During times of great uncertainty, I've used my plan to change employers and/or positions. While in more stable times, I've used this time period to perfect what I do at my craft. My plan literally consists of milestones/goals that I need to accomplish with my ultimate goal being the last thing on my list. Having a plan is crucial so that if something happens (suddenly laid off, contract not renewed, etc.) you already have a plan on how to recover. There's nothing worse than not having a job AND not having a plan on how to recover from your lost.
For example, this past week I got asked to be part of a program where teachers would essentially open their classrooms to teachers across the district to demonstrate effective teaching strategies. While I was hesitant to join (due to time restrictions, etc.) I eventually decided to apply for two reasons. First, it would allow me to put my plan in action of helping teachers across the city. Second, it would help me further "hone" my presenting skills while showing my expertise. When I made this decision there were a lot of my fellow teachers who told me not to do it. They said things like, "That's too much work and you don't even get a stipend!" Undeterred, I knew this was a great opportunity for building my brand and sometimes you have to make decisions that other people don't understand.
So what does the 12-18 month rule mean for educators whose contracts aren't guaranteed or reliable? Simply it means teachers should use their time to plan for the next milestone in your career. From the moment they leave teacher licensing programs to the time they set foot into a classroom, teachers are not taught to reinvest in themselves. Instead, we're taught to be of service to everyone but ourselves.
However with school funding continually being cut and teachers being looked to as the scapegoats in education, the days of teachers have secure jobs until they retired is now more and more scarce. Now the best way to use your time in the classroom (outside of educating children) is to invest in your teaching brand. Your plan should be strategic so that this reinvesting does not cost you any money but you still earn enough on your professional return of your investment.
Use these four tips to help you develop your plan:
1. Research the district and school level professional development available to you. In many districts across the country there are a plethora of professional development opportunities across the district that many teachers don't take advantage of. Instead, take the time to research those opportunities whether they come in the form of programs or if they come in workshops and then become engaged in them. Many times these types of PD are free to employees of the district!

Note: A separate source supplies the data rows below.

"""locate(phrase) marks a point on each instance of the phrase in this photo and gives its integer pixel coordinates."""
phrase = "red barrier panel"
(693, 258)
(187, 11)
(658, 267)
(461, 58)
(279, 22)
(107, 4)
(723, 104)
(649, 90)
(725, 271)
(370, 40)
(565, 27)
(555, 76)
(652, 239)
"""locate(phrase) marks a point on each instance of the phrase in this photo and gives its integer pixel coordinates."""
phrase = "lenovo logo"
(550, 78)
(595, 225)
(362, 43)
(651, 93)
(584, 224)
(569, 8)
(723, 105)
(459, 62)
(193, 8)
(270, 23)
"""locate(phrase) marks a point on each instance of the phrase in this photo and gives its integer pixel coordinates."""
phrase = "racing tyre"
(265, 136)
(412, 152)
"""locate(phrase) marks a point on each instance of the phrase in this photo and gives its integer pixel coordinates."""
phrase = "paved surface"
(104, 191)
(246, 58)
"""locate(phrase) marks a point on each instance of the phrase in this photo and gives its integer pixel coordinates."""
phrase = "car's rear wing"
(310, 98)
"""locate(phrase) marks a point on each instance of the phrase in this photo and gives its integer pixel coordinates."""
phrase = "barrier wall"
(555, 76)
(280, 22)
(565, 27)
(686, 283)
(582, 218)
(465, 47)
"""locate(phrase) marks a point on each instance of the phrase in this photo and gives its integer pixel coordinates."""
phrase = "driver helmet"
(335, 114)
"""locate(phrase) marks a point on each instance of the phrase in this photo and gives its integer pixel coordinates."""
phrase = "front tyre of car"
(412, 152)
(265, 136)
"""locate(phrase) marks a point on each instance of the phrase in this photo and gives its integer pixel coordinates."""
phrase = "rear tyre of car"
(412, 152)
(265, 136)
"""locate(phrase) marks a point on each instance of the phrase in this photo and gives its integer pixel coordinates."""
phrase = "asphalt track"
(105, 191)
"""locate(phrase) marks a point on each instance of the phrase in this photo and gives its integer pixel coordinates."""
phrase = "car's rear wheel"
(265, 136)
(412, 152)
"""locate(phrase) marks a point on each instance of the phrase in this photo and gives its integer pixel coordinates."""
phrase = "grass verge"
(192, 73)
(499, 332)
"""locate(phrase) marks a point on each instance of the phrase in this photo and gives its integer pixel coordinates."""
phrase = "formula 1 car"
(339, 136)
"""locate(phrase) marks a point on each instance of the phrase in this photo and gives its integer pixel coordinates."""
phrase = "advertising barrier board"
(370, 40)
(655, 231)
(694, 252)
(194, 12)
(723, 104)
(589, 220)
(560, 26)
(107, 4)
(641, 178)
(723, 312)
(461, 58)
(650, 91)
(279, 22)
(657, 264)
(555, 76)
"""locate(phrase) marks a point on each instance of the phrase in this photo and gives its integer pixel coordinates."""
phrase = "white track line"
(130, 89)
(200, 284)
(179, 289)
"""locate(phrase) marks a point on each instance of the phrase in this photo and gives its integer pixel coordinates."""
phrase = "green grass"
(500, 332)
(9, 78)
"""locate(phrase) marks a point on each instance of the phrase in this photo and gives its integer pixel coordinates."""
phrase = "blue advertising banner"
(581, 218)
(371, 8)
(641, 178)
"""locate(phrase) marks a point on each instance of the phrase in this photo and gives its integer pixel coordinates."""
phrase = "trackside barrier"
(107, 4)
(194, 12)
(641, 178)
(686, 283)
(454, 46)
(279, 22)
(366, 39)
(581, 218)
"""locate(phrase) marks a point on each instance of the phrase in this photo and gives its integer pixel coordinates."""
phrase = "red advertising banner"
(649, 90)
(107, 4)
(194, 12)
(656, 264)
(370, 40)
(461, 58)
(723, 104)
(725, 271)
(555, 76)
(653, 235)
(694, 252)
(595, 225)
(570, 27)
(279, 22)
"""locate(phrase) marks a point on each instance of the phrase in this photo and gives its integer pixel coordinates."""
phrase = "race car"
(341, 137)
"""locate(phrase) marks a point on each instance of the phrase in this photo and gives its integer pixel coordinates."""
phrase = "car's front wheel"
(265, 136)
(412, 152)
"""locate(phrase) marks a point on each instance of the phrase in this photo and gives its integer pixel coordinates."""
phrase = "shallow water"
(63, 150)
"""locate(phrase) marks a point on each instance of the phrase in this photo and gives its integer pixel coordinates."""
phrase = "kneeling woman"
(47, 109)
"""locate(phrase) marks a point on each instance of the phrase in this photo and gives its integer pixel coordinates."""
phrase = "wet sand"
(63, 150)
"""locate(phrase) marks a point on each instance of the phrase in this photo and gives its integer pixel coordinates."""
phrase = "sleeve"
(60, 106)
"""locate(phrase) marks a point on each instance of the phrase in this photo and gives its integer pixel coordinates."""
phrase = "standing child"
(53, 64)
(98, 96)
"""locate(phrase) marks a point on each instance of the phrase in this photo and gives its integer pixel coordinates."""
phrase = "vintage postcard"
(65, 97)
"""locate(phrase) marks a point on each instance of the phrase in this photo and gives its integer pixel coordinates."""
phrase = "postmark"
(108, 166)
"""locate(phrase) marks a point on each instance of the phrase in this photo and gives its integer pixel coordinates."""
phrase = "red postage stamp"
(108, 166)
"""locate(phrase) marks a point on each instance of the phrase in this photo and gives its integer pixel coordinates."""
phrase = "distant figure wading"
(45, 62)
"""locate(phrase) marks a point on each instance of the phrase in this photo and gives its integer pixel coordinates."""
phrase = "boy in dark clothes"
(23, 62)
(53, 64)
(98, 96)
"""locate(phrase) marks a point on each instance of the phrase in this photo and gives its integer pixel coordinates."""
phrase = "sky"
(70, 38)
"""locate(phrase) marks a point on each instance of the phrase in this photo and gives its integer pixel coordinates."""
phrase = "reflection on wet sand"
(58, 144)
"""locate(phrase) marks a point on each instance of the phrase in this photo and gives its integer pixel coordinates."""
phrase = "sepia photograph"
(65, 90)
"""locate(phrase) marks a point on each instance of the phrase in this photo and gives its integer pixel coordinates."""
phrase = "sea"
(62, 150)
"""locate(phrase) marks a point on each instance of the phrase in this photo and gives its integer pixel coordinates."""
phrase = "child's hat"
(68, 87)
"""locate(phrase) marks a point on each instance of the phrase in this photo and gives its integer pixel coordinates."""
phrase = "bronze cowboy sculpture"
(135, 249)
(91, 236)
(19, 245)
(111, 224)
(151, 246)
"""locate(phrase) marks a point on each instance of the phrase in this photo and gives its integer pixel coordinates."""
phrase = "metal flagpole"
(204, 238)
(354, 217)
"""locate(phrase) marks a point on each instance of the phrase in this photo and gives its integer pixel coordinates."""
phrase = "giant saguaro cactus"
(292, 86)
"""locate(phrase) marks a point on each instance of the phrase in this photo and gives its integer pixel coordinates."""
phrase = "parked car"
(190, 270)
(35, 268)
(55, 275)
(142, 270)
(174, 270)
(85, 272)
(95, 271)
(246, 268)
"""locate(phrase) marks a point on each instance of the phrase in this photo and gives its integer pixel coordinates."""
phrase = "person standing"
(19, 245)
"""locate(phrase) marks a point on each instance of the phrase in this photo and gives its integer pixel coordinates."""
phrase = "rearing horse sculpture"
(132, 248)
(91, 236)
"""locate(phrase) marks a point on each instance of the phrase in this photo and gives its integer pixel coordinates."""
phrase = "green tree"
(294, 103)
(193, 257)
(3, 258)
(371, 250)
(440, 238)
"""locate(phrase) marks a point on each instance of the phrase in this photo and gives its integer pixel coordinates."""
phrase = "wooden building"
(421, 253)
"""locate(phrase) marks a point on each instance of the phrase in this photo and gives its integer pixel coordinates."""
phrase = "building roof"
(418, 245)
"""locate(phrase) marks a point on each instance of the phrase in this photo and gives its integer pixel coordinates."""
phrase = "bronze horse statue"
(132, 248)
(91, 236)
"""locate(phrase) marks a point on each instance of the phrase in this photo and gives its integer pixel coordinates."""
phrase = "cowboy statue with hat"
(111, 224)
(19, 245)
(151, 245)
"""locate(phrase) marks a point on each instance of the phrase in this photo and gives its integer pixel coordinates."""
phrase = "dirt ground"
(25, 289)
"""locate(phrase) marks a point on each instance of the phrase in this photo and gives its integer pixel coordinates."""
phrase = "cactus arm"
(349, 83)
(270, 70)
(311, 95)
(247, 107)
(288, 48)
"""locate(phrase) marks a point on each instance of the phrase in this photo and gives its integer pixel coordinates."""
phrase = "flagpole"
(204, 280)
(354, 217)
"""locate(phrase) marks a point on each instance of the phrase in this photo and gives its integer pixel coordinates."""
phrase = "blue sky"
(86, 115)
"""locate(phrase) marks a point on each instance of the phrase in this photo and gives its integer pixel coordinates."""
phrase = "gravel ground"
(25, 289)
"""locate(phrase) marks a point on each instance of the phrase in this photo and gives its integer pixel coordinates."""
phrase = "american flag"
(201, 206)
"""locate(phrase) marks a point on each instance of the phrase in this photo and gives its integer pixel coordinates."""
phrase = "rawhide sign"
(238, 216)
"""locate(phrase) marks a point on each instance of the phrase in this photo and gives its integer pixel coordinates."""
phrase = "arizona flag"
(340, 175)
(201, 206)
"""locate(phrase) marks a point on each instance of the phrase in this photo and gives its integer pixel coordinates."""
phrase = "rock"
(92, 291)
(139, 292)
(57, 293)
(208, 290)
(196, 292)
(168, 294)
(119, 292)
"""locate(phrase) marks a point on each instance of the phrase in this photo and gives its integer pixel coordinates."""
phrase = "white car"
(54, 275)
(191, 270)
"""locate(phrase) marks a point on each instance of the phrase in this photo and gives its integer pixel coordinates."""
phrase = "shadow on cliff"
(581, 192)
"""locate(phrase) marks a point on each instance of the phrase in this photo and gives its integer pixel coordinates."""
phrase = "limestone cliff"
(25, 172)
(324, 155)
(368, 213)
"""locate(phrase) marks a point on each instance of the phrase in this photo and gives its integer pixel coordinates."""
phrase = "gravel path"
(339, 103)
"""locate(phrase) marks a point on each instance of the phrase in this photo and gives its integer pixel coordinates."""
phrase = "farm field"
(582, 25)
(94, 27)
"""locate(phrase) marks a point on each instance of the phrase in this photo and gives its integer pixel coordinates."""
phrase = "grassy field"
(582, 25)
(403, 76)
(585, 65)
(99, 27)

2. Apply to national programs such as the Washington D.C. Teaching Fellows Program who are seeking teachers input to change policy and become advocates for education. There are slowly becoming opportunities for educators to leave the classroom (either permanently or temporarily) and affect change via policy. Take time to research these programs and apply so that you can use your expertise in a different way.
3. Continue to perfect your expertise by asking to lead school level professional development. This is an easy, cost-effective way to practice leading professional development on a school level. Many times administrators are looking for willing staff to lead professional development, so don't be shy and pick an area that you are the expert in and email your proposal. Remember professional development does not have to be long. It could be the first 30 minutes of a faculty meeting to a half day at in-service.
4. Use social media to promote your expertise. Every educator I come across who is doing something innovative in the classroom, I always ask them to make a short (3-4 minute) video demonstrating it. YouTube is a quick way to get your message out millions of viewers. In addition, I always encourage educators to either have a blog or contribute to one about their expertise. There are countless other ways for educators to promote their expertise through Twitter, Facebook, Pinterest, etc.
In the end, developing a plan will hold you accountable to yourself for building your teacher brand!